Tribune. Le logement est la priorité des Français au quotidien, à la fois parce qu’il est vital, mais aussi parce que son prix vient endommager leur pouvoir d’achat. Rappelons qu’environ 25 % du budget global des Français est alloué aux dépenses liées au logement (voire beaucoup plus dans certaines régions notamment en Ile-de-France), et que depuis les crises sanitaire et géopolitique, l’inflation se fait de plus en plus pressante, et le coût de la vie devient difficile à supporter pour des millions d’entre eux. L’inflation, qui est aujourd’hui estimée à 5,4%, pourrait bientôt atteindre des sommets et aurait comme conséquences inévitables une baisse du pouvoir d’achat et hausse massive des taux d’intérêt et des loyers.

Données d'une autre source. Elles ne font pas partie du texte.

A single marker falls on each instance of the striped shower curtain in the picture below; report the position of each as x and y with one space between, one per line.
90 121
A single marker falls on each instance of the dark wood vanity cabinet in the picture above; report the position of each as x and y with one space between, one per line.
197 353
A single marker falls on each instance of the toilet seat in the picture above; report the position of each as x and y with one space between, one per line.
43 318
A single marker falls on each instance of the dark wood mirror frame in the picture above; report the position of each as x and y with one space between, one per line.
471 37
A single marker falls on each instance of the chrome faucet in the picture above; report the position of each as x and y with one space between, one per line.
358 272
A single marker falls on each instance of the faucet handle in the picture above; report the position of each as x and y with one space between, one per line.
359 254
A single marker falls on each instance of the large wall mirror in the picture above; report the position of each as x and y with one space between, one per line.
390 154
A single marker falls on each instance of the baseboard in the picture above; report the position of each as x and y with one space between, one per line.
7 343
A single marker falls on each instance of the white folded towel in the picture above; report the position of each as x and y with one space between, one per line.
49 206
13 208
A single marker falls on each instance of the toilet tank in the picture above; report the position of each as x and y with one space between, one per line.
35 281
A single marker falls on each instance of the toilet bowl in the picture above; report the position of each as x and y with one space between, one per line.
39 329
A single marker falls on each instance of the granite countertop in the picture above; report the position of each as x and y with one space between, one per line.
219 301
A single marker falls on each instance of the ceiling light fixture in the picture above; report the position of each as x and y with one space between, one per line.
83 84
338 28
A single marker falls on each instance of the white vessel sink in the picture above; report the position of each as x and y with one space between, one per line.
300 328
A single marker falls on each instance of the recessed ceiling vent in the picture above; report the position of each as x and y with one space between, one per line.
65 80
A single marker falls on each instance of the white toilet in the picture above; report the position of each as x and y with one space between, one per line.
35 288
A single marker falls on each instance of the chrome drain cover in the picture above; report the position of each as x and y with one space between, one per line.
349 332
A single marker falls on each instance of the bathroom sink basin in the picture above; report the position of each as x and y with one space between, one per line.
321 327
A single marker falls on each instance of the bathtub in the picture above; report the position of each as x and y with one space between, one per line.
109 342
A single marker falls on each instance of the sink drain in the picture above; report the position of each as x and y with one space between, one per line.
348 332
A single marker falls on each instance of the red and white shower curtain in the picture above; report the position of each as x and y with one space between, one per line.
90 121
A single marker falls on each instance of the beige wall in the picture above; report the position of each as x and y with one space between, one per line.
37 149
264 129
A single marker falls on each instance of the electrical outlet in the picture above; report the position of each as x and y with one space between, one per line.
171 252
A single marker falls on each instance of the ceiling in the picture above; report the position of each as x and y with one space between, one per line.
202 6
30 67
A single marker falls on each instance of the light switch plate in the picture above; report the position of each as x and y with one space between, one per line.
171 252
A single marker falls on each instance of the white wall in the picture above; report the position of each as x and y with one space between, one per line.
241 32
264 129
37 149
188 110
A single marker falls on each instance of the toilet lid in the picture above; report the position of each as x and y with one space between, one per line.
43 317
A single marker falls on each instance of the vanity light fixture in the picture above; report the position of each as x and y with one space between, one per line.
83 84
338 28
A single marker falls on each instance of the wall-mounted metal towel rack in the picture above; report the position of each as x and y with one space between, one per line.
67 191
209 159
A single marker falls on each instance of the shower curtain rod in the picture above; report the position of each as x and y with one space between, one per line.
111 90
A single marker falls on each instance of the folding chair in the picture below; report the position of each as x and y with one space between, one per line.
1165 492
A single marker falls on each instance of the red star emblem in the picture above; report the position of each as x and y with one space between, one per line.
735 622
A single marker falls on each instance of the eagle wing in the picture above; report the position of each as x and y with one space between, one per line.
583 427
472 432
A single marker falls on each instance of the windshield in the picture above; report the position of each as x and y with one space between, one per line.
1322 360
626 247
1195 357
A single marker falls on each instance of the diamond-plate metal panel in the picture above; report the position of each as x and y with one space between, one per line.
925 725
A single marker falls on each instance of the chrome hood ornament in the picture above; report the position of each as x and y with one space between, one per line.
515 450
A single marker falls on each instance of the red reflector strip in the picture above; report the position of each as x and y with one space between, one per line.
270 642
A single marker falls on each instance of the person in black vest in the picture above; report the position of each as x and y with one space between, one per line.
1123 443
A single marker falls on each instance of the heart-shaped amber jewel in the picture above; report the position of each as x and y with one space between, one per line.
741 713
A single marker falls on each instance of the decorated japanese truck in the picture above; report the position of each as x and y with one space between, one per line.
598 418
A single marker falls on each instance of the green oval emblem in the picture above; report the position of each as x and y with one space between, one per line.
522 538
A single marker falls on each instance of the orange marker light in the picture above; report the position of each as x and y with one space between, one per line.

Aucun ministre en charge du logement n’a pour le moment été nommé

Ce dimanche a lieu le premier tour des élections législatives, et le sujet logement n’a pas émergé pendant la campagne, comme ce fut déjà le cas au moment de l’élection présidentielle. L’annonce du premier gouvernement a également été une surprise, puisqu’aucun ministre en charge du logement n’a pour le moment été nommé. Si la porte-parole du gouvernement, Olivia Grégoire, a d’ores et déjà annoncé qu’un ministre chargé du logement serait nommé après les élections législatives, le symbole n’est pas des plus rassurant.

Et pourtant, de nombreux locataires ne vont plus être en mesure de payer leur loyer, la plupart des copropriétaires ne savent pas comment ils vont parvenir à répondre aux nouvelles obligations de rénovation énergétique, les promoteurs font face à une pénurie majeure des constructions qui a pour conséquence directe une raréfaction des logements et une hausse mécanique des prix. Des solutions contre-productives, comme le gel des loyers, ont été évoquées alors même que des mesures incitatives, plutôt que punitives sont souhaitées et attendues.

Le logement est devenu, au terme de plusieurs années de tergiversations, une problématique centrale en matière de pouvoir d’achat de dignité humaine. Il doit désormais faire l’objet d’une politique publique innovante, rationnelle et juste autant pour les locataires, les propriétaires, et les professionnels. Il est urgent de procéder à une refonte globale l’écosystème et la FNAIM du Grand Paris se tient à la disposition des pouvoirs publics pour imaginer des réponses adaptées, efficaces et réalistes.